Nas declarações confessionais das igrejas luterana e reformada (tanto holandesas como inglesas) se enfatizam fortemente estes conceitos. Servem como o pulsar do coração da doutrina da justificação e da salvação de forma mais ampla, dentro de toda a Reforma magistral. No entanto, apesar destas semelhanças, a medida que os sistemas luteranos e reformados se desenvolveram, surgiram várias diferenças dentro de suas respectivas doutrinas.

Diferenças

Embora a noção de um dogma central pela qual todas as outras doutrinas derivem, supostamente sendo predestinação para os Reformados e justificação para os luteranos, tenha sido completamente desapontada, a doutrina da justificação certamente desempenha um papel mais fundamental no pensamento luterano do que o Reformado. Isto não significa (como as vezes se alega) que a tradição luterana ignora as outras realidades que operam na salvação, como a justiça inerente da santificação. No entanto, como se realiza está na posição precisa da justificação temporal na ordo salutis. 

Tanto as tradições reformada como a luterana colocam a justificação (subjetiva) após a regeneração e a fé na ordem lógica dos eventos envolvidos na aplicação da redenção. No entanto, a tradição reformada geralmente fala de justificação em tempo passado, como um ato que ocorre no momento da conversão para não mais se repetir, e impossível de se perder. No luterano, porém, a justificação é uma declaração que enquadra toda a extensão da vida cristã coram Deo.  É verdade que se pode falar em tempo passado em que foi justificado (Romanos 5.1), mas esse ato forense não se limita a um evento pontual. Em vez disso,o veredito da justificação de alguém é declarado e dado em diversas ocasiões. Rev. Franklin Weidner observa o seguinte com respeito aos aspectos da justificação:

(1) É instantâneo; não gradual ou sucessivo, como a iluminação ou a santificação. 
(2) É perfeito. Nossos pecados estão completamente perdoados; não quase, ou apenas metade, ou só um certo número. Eles são perdoados ou não são. 1 Jo 1.7; Rm 8.1; Jo 5.24. 
(3) Garantia. Rm 8.38,39; Ef 3.12; Hb 10.11.
(4) Se renova todos os dias; porque devemos nos arrependermos diariamente de nossos pecados e ser diariamente, continuamente justificados. 
(5) O estado de justificação pode ser perdido. Jo 15.2; Hb 6.5,6; 1 Tm 4.1. 
(6) Mas pode ser recuperado Jo 6.37; Is 1.18; Lc 15.11-32 [1]
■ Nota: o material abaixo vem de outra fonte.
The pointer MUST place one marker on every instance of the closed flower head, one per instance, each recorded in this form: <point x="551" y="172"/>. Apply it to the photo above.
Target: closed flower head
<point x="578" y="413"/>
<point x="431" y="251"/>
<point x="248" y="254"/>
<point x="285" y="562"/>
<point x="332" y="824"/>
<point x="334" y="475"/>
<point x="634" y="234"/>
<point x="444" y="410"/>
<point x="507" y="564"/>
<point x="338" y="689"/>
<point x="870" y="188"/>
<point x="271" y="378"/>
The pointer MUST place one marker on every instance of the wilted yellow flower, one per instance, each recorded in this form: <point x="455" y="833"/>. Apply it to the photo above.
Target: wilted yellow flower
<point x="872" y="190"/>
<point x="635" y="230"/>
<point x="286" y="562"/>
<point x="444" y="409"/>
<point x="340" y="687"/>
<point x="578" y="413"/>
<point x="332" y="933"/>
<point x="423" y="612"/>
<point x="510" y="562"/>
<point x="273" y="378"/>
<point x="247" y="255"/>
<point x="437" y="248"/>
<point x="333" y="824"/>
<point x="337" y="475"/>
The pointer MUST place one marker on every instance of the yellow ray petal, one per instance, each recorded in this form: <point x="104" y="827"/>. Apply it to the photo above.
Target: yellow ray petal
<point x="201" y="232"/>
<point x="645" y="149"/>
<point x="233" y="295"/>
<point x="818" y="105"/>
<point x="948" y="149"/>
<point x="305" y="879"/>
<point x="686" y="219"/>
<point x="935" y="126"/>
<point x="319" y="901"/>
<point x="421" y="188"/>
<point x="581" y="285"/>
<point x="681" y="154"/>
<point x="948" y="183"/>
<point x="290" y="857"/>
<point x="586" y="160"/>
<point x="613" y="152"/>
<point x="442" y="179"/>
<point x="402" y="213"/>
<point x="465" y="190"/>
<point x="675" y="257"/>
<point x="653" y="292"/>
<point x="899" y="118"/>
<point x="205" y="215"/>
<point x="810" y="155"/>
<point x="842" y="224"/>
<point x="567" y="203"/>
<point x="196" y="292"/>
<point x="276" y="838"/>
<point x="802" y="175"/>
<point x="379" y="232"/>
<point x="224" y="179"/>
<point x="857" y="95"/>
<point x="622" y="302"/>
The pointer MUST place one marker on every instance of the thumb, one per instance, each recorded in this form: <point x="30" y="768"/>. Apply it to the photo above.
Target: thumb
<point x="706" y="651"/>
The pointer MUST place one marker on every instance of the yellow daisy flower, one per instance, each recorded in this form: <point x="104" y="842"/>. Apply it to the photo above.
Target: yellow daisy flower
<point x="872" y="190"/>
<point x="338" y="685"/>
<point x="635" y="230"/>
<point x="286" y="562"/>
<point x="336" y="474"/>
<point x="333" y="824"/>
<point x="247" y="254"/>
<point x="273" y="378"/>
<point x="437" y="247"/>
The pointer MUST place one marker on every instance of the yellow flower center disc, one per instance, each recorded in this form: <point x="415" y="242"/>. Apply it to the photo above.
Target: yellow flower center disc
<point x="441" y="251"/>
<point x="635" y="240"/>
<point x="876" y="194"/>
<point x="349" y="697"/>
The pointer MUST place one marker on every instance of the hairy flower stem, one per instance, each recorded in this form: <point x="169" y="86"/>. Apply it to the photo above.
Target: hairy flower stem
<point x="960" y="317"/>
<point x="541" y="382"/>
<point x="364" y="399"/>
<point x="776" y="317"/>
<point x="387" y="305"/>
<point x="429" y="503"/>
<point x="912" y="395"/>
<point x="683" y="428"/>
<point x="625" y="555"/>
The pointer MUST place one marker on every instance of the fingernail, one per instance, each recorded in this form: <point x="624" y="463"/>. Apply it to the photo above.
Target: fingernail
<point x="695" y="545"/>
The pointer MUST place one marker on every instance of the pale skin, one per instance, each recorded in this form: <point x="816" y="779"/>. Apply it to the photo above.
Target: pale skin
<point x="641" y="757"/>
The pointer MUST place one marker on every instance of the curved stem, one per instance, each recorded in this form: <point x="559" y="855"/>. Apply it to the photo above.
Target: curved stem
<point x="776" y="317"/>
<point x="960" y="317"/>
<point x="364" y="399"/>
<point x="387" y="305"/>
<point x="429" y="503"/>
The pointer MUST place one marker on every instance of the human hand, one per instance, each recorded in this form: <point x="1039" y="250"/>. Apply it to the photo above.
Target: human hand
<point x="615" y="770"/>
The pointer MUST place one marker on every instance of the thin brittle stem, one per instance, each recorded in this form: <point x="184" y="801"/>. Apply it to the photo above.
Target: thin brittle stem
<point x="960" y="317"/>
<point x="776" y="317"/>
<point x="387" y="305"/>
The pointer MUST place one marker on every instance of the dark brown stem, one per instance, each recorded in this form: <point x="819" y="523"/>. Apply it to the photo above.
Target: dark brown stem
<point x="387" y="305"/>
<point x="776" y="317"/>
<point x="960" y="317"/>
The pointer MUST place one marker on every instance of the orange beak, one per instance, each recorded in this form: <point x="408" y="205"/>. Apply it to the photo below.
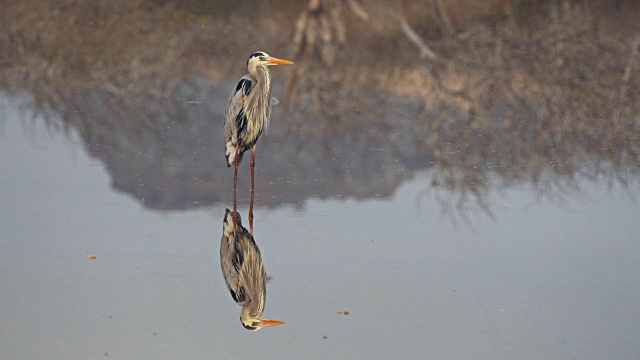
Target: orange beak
<point x="276" y="61"/>
<point x="266" y="323"/>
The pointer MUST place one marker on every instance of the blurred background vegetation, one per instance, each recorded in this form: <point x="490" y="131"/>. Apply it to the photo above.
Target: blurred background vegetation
<point x="532" y="87"/>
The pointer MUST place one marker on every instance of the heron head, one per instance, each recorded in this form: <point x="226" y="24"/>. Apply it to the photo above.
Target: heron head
<point x="256" y="323"/>
<point x="227" y="222"/>
<point x="261" y="58"/>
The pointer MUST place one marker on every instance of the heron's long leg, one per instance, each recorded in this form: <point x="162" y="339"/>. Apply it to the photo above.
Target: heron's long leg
<point x="235" y="187"/>
<point x="253" y="163"/>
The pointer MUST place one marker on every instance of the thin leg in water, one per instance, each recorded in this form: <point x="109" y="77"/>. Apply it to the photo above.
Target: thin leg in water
<point x="235" y="188"/>
<point x="253" y="163"/>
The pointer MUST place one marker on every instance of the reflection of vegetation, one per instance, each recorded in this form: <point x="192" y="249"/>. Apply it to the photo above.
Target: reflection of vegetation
<point x="543" y="94"/>
<point x="510" y="90"/>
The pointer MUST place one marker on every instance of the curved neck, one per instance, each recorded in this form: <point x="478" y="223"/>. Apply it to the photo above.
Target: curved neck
<point x="262" y="76"/>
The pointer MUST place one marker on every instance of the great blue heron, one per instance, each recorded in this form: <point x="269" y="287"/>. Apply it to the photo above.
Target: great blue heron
<point x="247" y="116"/>
<point x="243" y="272"/>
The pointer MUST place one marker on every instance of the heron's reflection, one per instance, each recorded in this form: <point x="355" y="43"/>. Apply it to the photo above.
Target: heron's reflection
<point x="244" y="273"/>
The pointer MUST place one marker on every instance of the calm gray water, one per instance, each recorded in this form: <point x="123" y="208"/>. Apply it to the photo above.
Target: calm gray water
<point x="552" y="277"/>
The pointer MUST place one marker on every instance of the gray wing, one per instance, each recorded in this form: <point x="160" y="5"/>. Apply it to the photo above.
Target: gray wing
<point x="235" y="119"/>
<point x="236" y="108"/>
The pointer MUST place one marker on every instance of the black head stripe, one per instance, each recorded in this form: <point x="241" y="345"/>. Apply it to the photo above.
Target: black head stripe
<point x="255" y="54"/>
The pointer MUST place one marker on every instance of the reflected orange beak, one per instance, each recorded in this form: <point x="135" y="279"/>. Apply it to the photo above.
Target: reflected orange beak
<point x="276" y="61"/>
<point x="266" y="323"/>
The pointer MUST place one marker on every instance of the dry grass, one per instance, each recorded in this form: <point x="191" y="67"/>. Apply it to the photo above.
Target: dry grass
<point x="551" y="86"/>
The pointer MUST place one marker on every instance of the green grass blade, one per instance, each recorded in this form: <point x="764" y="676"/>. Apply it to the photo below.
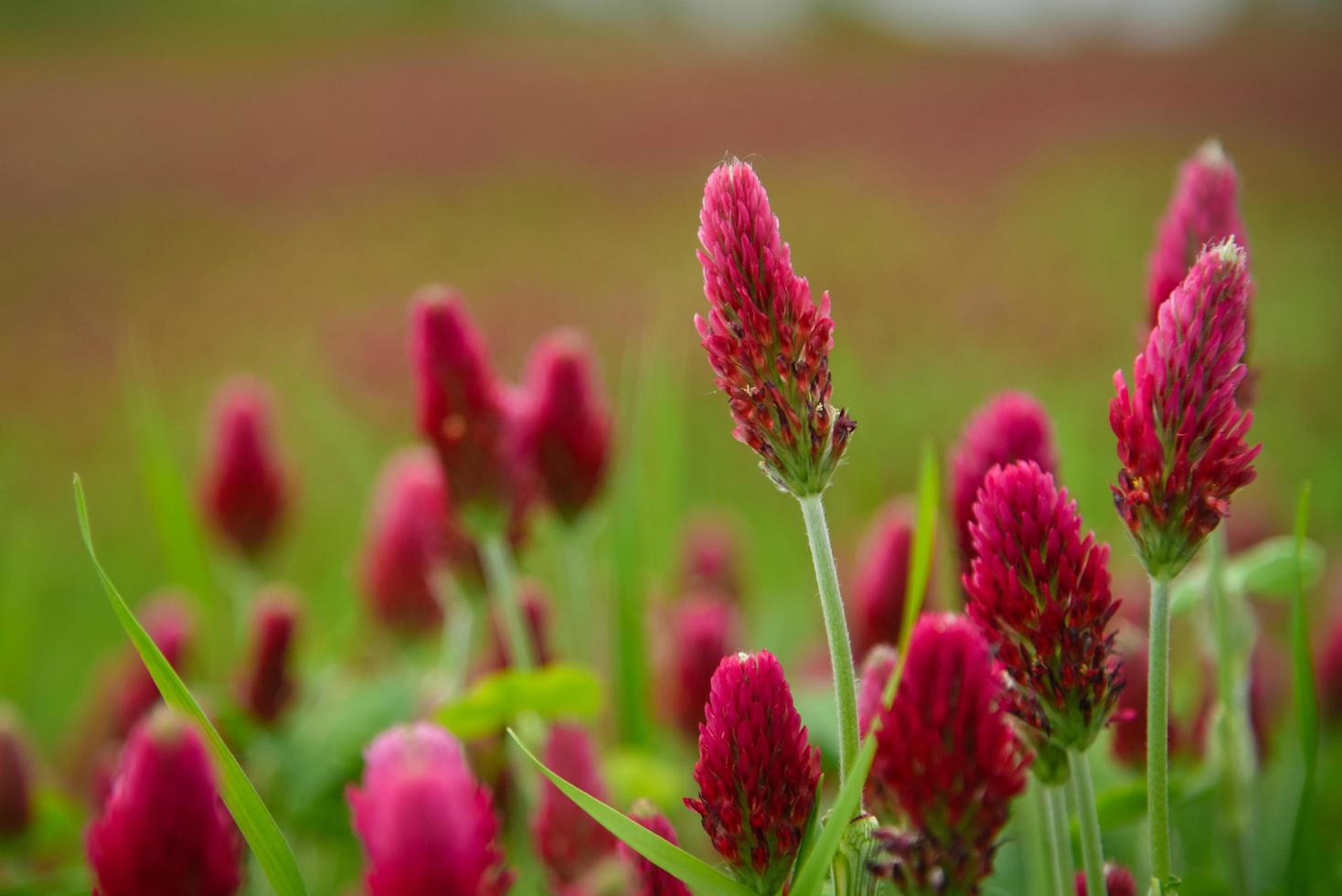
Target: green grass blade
<point x="691" y="870"/>
<point x="1306" y="709"/>
<point x="254" y="820"/>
Até onde sei, a tradição reformada não tem um precedente para falar de ser "diariamente, continuamente justificado", embora talvez tal ideia apareça em algum lugar que não encontrei. A possibilidade de uma apostasia genuina na tradição luterana também resulta na possibilidade de perder esse veredicto divino, o que é uma impossibilidade no sistema calvinista.

Este conceito de uma justificação contínua surge do próprio contexto paulino. Em Romanos 4, Paulo cita dois exemplos particulares de justificação do Antigo Testamento para provar seu ponto de vista. O primeiro é da vida de Abraão, onde Deus considera o patriarca justo, não devido as obras, mas por causa da fé (Gênesis 15.6). Se o enfoque do tempo passado fosse correto para a justificação, então isto constituiria o começo da vida de fé de Abraão em Gênesis 15. Isto se torna um problema, no entanto, quando se olha a própria narrativa de Gênesis, já que Deus primeiro dá sua promessa a Abraão em Gênesis 12.2,3. A resposta de Abraão a esta promessa é de fé (certamente a fé salvadora) recomendada em Hebreus 11.8. É difícil, creio, negar o fato de que a justificação deve ter ocorrido nos dois chamados de Abraão descritos em Gênesis 12 e 15.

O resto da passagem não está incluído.